In summary, the semantic retrieval method, the semantic retrieval device, and the electronic device provided in the embodiments at least have the following advantages:
(1) the natural language understanding based on the semantic level can better match the real intention of the user, improve the retrieval efficiency and accuracy, and better meet the query requirement of the user compared with the retrieval based on the key words;
(2) based on the synonym dictionary, normalized description can be carried out on the identified entities, attributes and relations, normalized description is carried out on the entities which are not normalized and have inaccurate expression in the query sentence of the user, the problem that the entities cannot be correctly linked to the entity nodes in the knowledge graph because the description of the entities is not normalized is avoided, and the robustness of the knowledge graph-based retrieval system is improved;
(3) for non-simple fact queries such as FAQ, answers which best meet the user intention can be queried through a vectorization retrieval service at a semantic level.
While preferred embodiments of the present invention have been described, additional variations and modifications in those embodiments may occur to those skilled in the art once they learn of the basic inventive concepts.
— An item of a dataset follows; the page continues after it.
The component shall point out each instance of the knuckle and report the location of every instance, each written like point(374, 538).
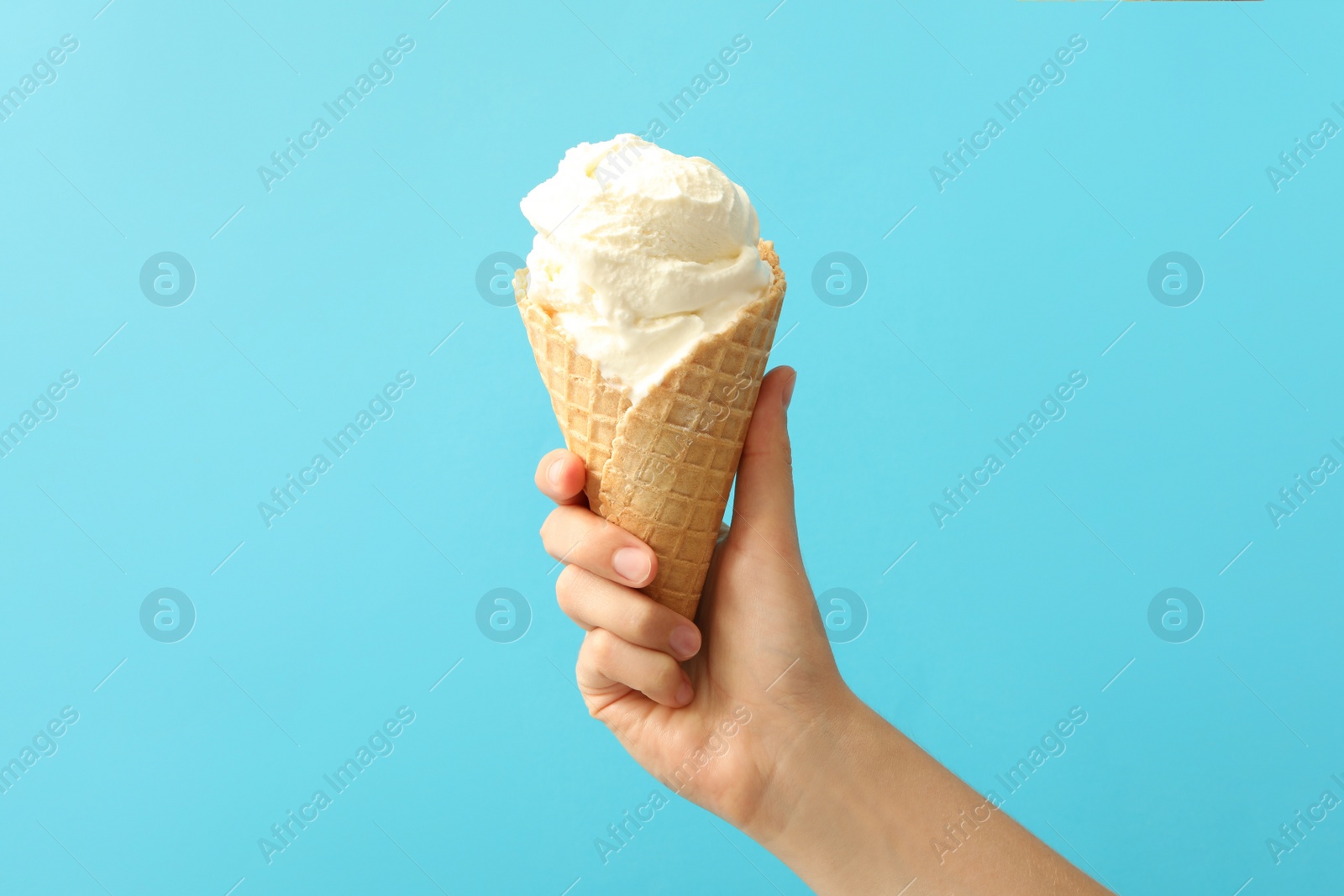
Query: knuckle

Therefore, it is intended that the appended claims be interpreted as including preferred embodiments and all such alterations and modifications as fall within the scope of the invention. It will be apparent to those skilled in the art that various changes and modifications may be made in the present invention without departing from the spirit and scope of the invention. Thus, if such modifications and variations of the present invention fall within the scope of the claims of the present invention and their equivalents, the present invention is also intended to include such modifications and variations.